Der Zentralrat Deutscher Sinti und Roma gibt zusammen mit dem Dokumentations- und Kulturzentrum Deutscher Sinti und Roma, beide mit Sitz in Heidelberg, neuerdings halbjährlich das Magazin „Newess“, zu Deutsch „Neues, heraus. Die Ausgabe 2/2012 vom August 2012 des Magazins ist farbig, hat 50 Seiten und eine Auflage von 6.500 Exemplaren.
In dieser Ausgabe kann man erfahren, dass das Denkmal für die ermordeten Sinti und Roma im Nationalsozialismus über 67 Jahren nach Ende des Nationalsozialismus am 25. Oktober 2012 offiziell eröffnet wird.
Außerdem erfährt man von dem Museum für Roma-Kultur in Brno (Tschechien).

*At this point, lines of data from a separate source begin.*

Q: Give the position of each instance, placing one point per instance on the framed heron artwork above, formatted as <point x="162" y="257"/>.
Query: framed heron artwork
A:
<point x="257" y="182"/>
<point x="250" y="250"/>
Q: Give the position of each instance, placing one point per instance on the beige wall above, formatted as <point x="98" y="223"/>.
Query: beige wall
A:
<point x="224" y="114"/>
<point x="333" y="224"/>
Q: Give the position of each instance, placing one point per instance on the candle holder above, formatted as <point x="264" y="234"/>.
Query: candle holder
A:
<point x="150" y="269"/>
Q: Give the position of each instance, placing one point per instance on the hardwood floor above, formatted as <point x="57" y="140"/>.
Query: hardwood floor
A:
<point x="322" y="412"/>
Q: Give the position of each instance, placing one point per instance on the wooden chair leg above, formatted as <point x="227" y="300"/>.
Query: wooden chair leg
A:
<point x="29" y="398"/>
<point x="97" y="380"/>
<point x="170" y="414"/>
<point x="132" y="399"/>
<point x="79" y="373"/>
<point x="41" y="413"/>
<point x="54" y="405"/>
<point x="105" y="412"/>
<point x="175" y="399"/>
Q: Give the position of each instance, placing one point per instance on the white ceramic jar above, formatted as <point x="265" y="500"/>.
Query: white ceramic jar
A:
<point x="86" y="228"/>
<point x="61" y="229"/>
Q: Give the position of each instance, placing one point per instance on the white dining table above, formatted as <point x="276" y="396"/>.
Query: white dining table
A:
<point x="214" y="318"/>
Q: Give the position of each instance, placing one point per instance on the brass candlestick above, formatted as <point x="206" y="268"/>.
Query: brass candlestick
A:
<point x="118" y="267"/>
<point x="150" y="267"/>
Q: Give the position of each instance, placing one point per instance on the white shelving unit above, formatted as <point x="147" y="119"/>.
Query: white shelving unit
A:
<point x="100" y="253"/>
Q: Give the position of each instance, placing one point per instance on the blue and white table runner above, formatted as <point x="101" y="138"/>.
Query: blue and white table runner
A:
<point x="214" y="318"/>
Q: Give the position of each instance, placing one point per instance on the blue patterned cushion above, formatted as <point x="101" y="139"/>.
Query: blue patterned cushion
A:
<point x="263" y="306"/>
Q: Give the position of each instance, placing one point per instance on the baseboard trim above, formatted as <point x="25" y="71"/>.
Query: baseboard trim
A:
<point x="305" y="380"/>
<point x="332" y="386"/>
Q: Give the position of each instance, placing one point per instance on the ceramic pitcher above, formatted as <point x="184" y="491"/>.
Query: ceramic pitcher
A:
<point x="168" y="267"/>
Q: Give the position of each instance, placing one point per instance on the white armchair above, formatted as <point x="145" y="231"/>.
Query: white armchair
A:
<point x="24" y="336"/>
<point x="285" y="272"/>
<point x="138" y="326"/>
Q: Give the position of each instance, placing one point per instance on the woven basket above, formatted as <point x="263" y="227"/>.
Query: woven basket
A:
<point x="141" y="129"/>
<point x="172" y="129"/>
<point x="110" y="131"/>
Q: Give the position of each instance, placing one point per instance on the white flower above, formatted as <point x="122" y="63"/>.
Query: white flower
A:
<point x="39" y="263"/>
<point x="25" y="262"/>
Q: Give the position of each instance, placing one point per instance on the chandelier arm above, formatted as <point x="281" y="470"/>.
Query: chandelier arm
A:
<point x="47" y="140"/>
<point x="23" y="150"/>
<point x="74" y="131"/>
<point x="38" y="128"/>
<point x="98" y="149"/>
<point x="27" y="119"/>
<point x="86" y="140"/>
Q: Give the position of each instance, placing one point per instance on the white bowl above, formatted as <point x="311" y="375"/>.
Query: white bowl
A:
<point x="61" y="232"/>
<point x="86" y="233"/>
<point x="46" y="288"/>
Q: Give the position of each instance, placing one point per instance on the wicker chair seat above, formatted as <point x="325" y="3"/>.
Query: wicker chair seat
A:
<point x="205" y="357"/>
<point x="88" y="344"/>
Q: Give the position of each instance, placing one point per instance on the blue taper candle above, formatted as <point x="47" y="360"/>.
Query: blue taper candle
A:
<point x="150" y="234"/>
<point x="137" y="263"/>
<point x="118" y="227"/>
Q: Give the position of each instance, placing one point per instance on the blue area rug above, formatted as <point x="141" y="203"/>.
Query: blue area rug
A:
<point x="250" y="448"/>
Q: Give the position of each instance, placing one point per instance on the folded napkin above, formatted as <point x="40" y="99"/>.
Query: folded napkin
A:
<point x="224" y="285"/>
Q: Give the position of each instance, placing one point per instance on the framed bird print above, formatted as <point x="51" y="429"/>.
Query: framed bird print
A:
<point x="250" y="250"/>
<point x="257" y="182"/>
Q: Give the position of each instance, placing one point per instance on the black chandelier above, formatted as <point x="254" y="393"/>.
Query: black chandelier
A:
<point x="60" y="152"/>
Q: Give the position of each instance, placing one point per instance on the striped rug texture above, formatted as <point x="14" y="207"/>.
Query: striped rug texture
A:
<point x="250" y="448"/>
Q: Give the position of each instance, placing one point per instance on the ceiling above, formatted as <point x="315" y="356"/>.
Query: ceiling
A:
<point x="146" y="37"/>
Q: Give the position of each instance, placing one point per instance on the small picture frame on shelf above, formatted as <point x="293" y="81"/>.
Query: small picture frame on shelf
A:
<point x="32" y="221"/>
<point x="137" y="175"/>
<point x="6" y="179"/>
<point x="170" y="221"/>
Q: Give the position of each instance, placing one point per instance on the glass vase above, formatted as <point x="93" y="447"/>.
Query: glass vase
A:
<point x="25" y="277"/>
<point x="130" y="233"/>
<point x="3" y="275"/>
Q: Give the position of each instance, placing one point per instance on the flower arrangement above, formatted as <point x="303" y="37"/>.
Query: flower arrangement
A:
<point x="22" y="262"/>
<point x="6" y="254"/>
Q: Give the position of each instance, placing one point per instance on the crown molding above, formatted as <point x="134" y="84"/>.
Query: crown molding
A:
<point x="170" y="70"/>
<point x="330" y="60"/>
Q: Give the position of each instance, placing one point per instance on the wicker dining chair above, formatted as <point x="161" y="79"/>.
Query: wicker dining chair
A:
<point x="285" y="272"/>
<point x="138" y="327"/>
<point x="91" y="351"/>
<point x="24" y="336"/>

Im Bericht über die diesjährige Verleihung des Europäischen Bürgerrechtspreis der Sinti und Roma in Berlin wird Thomas Hammarberg, der Preisträger und Menschenrechtskommissar des Europarats wie folgt zitiert: „Alle Verantwortlichen müssen die tief sitzenden Vorurteile und Stereotypen und den Antiziganismus, Diskriminierung und Gewalt gegen Sinti und Roma bekämpfen.“
Es findet sich auch ein Bericht über die Lage in Rumänien, wo in den Medien ausdrücklich die ethnische Herkunft von Straftätern genannt wird. Die so produzierten „Zigeuner“-Schlagzeilen verkaufen sich offenbar besonders gut.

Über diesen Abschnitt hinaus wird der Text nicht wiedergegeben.